A typical retiree had just 88% of their total income and 71% of their Social Security benefits left after paying for out-of-pocket (OOP) medical costs, according to a brief released this week from the Center for Retirement Research at Boston College. Out-of-pocket medical costs can include insurance premiums, doctor’s visits, and prescription drugs.
“With OOP health expenditures already eating away at retirement income, the uncertainty about further health policy changes, and Social Security drawing ever closer to trust fund depletion, it is understandable why many retirees feel that making ends meet is difficult,” wrote Boston College Researcher Matthew Rutledge.
What This Means For You
Health care costs take a noticeable bite out of retiree income—even with Medicare. This can place financial pressure on retirees, making it harder for them to get by on their Social Security income and retirement savings.
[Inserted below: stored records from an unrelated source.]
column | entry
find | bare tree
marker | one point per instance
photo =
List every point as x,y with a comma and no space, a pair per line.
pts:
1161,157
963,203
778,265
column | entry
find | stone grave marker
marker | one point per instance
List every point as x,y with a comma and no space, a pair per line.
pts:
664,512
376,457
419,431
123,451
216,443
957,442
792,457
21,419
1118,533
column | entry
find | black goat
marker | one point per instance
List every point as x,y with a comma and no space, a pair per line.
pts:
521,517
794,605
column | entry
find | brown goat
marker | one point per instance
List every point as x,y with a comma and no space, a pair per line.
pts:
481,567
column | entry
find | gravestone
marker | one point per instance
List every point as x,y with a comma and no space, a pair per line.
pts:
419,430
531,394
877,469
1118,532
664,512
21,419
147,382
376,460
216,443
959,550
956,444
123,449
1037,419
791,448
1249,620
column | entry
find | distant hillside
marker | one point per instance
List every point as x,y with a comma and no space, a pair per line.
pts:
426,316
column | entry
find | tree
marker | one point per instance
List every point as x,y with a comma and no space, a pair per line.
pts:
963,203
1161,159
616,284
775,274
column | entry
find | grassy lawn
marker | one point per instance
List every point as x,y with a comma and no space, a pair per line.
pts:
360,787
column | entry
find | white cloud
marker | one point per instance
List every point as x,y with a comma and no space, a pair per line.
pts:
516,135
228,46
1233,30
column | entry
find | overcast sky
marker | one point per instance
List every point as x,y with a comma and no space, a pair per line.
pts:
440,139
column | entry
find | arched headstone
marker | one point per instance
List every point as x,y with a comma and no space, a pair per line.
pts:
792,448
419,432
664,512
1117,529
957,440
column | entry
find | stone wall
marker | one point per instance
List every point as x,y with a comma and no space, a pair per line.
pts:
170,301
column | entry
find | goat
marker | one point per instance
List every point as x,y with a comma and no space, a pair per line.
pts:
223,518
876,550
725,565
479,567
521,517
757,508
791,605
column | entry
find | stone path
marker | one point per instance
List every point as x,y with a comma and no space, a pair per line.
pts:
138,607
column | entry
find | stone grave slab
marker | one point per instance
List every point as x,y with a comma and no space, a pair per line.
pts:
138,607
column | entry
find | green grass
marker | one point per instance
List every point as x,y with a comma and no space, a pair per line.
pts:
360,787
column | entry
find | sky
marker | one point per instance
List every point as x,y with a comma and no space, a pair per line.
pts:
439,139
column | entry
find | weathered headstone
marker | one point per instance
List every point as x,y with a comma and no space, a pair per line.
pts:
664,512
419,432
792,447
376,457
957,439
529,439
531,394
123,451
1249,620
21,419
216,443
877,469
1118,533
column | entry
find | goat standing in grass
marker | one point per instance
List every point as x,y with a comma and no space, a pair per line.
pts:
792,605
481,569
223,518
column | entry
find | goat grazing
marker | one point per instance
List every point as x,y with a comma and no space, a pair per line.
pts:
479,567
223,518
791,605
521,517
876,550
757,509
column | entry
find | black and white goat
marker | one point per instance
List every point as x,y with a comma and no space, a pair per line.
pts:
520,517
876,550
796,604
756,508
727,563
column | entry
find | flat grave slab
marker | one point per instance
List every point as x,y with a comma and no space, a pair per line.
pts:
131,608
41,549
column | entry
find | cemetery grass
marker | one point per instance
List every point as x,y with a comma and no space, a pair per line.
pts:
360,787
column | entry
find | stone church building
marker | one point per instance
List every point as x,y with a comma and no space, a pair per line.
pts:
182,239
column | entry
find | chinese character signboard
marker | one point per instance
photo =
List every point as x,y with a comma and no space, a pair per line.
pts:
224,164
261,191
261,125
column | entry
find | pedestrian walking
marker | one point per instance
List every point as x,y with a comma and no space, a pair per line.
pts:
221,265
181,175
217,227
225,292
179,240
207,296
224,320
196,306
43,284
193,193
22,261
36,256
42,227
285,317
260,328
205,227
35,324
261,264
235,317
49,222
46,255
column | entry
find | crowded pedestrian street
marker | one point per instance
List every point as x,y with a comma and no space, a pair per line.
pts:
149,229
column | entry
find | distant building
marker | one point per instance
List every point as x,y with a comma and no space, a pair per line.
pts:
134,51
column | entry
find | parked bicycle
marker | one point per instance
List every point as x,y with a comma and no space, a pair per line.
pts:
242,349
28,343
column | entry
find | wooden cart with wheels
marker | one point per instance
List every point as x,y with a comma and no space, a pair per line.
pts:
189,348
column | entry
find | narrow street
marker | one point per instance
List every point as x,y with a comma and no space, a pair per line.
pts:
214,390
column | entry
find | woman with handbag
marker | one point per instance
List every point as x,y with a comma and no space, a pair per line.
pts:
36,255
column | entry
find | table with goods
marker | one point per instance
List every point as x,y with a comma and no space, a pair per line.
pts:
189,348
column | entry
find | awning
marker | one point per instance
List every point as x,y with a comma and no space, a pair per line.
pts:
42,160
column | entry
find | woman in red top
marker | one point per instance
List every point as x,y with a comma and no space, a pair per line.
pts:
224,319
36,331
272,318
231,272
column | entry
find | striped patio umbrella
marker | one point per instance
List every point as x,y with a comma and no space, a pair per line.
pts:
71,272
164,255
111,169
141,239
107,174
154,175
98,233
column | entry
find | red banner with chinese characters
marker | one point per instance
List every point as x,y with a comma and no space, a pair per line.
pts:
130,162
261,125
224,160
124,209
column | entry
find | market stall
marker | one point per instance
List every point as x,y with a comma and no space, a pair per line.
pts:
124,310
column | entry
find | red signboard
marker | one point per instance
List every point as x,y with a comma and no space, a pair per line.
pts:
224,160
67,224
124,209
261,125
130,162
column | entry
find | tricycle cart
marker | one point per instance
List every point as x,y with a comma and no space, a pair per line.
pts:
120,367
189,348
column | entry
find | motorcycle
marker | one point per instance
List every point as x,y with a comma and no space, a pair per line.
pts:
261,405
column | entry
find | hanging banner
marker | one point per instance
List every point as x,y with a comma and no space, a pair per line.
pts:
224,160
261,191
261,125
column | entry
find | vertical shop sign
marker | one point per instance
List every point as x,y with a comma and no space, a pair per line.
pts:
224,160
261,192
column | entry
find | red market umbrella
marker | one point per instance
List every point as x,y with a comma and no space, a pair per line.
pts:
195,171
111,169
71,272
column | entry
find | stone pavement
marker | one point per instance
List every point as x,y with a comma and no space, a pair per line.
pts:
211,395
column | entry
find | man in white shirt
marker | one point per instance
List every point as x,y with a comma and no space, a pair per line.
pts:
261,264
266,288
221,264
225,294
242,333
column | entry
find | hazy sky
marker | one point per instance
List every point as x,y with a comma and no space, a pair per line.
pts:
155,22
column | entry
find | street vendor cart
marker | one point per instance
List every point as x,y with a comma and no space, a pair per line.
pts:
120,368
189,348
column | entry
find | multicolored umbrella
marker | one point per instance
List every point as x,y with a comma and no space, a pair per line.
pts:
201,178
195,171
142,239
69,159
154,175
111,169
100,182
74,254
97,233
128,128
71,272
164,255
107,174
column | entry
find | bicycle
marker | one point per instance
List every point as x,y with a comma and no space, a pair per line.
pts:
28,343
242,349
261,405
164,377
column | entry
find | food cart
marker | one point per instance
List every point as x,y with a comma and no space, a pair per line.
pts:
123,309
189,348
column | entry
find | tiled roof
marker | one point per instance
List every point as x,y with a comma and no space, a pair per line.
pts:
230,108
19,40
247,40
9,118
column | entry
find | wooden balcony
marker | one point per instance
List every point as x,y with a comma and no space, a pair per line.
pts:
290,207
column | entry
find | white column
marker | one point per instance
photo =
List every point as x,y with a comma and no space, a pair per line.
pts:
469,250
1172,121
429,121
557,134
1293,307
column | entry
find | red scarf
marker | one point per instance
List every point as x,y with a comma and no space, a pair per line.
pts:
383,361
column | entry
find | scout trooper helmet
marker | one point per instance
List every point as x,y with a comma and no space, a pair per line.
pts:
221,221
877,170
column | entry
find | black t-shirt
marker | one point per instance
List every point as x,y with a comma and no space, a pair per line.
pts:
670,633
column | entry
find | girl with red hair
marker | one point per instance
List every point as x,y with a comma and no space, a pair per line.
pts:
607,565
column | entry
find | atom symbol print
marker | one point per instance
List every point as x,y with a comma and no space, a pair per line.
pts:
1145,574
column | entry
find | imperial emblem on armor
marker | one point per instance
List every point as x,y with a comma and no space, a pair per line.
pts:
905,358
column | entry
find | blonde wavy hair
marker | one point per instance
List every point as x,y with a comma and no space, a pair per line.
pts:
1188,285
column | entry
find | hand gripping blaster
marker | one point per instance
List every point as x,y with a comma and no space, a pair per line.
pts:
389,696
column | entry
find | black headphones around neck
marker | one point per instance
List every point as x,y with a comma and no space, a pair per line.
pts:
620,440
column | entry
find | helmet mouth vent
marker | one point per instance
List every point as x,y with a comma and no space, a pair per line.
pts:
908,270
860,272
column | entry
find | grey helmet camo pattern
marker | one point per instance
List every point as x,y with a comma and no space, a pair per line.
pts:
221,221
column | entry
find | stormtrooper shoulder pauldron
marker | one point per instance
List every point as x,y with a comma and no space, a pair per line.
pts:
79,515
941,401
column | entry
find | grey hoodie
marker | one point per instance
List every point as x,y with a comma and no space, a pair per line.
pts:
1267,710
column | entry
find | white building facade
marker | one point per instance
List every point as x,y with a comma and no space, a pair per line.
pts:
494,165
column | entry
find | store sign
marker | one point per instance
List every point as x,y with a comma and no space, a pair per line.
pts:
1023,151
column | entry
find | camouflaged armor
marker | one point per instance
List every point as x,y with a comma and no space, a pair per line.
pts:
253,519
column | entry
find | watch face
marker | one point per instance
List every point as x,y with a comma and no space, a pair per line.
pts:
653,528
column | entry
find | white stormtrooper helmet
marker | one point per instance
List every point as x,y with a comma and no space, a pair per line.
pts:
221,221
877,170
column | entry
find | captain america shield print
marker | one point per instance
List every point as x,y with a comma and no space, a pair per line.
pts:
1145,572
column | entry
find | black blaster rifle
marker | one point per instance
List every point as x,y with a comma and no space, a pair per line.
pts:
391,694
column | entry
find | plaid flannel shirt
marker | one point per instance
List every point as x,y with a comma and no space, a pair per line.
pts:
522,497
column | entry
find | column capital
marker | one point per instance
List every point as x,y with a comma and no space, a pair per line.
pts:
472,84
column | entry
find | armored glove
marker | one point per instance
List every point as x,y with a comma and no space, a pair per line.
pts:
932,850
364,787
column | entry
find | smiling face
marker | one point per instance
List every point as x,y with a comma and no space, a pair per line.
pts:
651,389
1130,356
Currently, the Social Security trust fund reserves that help pay out benefits to retired workers and survivors of deceased beneficiaries are estimated to run dry in 2033. After that, recipients will get only 77% of their expected benefits.
Don’t Assume You’ll Save With Medicare Advantage
It’s important to choose your Medicare plan carefully when weighing whether it’s best to enroll in Original Medicare (and maybe a Medigap policy) or opt for Medicare Advantage instead.
Medicare Advantage is a type of insurance policy sold by private insurers that retirees can purchase for their Medicare Part A (hospital insurance) and Part B (medical insurance) services. Some Medicare Advantage plans charge premiums on top of Part B premiums, while others don’t. However, these plans do cap expenses for covered Part A and Part B services.
Although Medicare Advantage policies limit yearly expenses for certain services, Rutledge found that both Medicare-only and Medicare Advantage policyholders spent a similar portion of their income on medical expenses, ending up with 87% and 88%, respectively, of retirement income after OOP health care spending.
And unlike Original Medicare, Medicare Advantage plans typically have limited provider networks. So when enrollment time rolls around, make sure your preferred doctors are within network if you opt for a Medicare Advantage plan over Original Medicare.
Start Saving Now For Medical Expenses In Retirement
If you’re worried about health care spending eating away at your retirement income and you’re still working, you can stash money in a health savings account (HSA) if you have one.
HSAs are only available to people with a high deductible health insurance plan. They offer a triple tax advantage: contributions are tax-deductible, contributions grow tax-free, and withdrawals are tax-free when used for qualified medical expenses.
Although you can’t contribute to an HSA after you enroll in Medicare, you can invest your HSA funds, allowing them to compound over time while you’re working. Plus, you can use HSA money to cover your Medicare premiums in retirement.